How to find $x$-coordinate of all points where $f(x)=xe^{-x^2}$ has a horizontal tangent?

Question

As you can tell from the graph, the function has a horizontal tangent at $y=0$. But how can you tell at what $x$-coordinates?

Answer 1

The line tangent to a function $f(x)$ is horizontal when the derivative, $f'(x)$ is equal to zero.

Thus, we need to find the derivative of $f(x)=xe^{-x^2}$

We proceed via the product and chain rules:

$$f'(x)=e^{-x^2}+xe^{-x^2}(-2x)=e^{-x^2}-2x^2e^{-x^2}$$

Setting this equal to zero, we find that

$$f'(x)=e^{-x^2}-2x^2e^{-x^2}=e^{-x^2}(1-2x^2)=0$$ when $1-2x^2=0$. This occurs when $x=\pm \frac{1}{\sqrt{2}}$.

Answer 2

Hint: Form the derivative $f'$ and determine all values of $x$ satisfying $f'(x)=0$.

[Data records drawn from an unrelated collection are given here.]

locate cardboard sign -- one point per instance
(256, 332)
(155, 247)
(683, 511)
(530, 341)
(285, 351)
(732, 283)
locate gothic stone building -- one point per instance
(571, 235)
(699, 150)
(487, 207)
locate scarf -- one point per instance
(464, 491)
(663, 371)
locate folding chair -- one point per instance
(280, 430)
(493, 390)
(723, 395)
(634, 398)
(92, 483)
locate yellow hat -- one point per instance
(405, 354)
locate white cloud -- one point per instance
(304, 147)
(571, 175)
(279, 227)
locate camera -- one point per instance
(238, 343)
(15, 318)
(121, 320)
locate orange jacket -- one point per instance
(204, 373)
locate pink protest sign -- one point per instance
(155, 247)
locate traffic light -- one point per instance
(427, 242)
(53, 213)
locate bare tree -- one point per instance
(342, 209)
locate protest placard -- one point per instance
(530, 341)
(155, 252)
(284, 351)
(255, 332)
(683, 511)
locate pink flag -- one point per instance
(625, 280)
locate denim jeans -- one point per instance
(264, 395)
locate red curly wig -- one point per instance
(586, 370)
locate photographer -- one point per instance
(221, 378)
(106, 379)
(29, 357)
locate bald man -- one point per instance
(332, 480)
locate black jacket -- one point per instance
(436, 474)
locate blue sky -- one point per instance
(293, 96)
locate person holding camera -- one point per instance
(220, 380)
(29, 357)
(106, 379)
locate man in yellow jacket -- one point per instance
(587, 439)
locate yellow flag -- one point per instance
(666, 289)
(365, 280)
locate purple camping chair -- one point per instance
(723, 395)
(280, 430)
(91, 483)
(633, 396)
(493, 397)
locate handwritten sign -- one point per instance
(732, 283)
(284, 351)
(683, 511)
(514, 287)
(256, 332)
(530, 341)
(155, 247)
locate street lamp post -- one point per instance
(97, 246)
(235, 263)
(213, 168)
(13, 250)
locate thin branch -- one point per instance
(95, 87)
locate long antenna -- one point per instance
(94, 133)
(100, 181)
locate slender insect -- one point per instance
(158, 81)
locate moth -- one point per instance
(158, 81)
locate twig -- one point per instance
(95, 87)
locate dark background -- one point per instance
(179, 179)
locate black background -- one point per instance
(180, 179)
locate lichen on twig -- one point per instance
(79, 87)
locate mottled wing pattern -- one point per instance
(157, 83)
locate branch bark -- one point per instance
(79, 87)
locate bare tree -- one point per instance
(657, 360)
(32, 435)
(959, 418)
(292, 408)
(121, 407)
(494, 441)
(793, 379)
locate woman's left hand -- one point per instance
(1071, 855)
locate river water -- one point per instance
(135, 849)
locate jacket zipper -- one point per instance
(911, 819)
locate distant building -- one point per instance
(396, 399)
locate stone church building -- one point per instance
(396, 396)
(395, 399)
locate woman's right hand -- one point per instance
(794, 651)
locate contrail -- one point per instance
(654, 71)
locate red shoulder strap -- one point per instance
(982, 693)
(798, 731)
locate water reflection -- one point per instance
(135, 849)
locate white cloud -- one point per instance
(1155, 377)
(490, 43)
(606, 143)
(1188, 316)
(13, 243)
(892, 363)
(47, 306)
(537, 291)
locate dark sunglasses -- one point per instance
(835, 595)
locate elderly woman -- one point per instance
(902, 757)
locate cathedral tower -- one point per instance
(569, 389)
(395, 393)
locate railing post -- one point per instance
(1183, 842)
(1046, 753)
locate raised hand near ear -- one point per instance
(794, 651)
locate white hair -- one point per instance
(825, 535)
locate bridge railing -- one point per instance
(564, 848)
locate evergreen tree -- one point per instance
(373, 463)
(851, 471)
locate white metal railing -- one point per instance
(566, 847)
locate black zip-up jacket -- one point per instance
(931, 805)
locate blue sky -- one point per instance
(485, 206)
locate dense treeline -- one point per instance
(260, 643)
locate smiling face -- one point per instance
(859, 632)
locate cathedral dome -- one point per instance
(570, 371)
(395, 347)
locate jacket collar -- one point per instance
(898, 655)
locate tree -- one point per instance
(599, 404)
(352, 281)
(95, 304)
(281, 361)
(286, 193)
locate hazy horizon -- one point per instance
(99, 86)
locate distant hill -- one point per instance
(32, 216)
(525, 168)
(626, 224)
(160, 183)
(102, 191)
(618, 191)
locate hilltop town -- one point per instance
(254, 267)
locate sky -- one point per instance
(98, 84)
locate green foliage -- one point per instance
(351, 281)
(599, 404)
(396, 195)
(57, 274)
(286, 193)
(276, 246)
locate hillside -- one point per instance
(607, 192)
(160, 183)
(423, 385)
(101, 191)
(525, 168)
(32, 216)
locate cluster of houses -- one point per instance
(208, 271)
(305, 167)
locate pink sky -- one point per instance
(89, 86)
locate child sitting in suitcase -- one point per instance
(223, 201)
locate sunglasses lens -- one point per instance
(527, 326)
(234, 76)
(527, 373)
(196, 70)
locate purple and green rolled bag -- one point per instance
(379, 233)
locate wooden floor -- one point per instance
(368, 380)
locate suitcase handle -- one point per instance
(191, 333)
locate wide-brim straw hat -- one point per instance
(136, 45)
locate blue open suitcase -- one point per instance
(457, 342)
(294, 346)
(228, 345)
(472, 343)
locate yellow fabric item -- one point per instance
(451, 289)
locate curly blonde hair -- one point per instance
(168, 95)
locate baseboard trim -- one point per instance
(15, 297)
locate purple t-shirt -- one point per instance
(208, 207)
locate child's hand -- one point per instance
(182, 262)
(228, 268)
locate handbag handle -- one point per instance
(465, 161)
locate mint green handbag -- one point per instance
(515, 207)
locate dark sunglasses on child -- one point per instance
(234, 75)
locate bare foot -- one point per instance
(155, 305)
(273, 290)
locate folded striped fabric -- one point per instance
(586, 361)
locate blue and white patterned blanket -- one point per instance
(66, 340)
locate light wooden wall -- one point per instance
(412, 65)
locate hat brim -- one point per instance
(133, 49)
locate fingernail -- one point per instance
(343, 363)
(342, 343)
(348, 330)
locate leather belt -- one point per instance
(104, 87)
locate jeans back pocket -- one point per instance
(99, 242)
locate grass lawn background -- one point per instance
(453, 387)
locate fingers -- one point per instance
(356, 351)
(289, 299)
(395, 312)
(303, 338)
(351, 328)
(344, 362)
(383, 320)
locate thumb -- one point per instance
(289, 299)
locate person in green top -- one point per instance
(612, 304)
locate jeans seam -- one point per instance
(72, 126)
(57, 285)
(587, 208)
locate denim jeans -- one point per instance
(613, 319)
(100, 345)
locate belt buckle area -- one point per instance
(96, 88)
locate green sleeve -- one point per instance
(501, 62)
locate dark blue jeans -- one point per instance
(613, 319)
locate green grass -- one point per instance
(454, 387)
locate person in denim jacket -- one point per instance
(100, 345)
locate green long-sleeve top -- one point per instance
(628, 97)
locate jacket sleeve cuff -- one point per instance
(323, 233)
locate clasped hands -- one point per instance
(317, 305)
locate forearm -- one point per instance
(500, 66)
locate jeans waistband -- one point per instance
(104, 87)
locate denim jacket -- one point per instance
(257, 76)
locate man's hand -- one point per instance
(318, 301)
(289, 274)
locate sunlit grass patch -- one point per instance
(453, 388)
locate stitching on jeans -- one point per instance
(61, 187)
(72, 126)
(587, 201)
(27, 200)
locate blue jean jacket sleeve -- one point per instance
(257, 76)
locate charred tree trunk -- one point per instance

There are two such values.

Answer 3

Since $f(x)$ is a differentiable function, that happens for the stationary points of $f$. Since $f(x)$ is an odd function and $0$ is not a stationary point, it is enough to compute the stationary points belonging to $\mathbb{R}^+$. Over such a set $f(x)>0$, so the stationary points are the same for $g(x)=\log f(x) = \log(x)-x^2$, whose derivative is $g'(x)=\frac{1}{x}-2x$, that vanishes only at $x=\frac{1}{\sqrt{2}}$. It follows that the answer is given by $x=\pm\frac{1}{\sqrt{2}}$.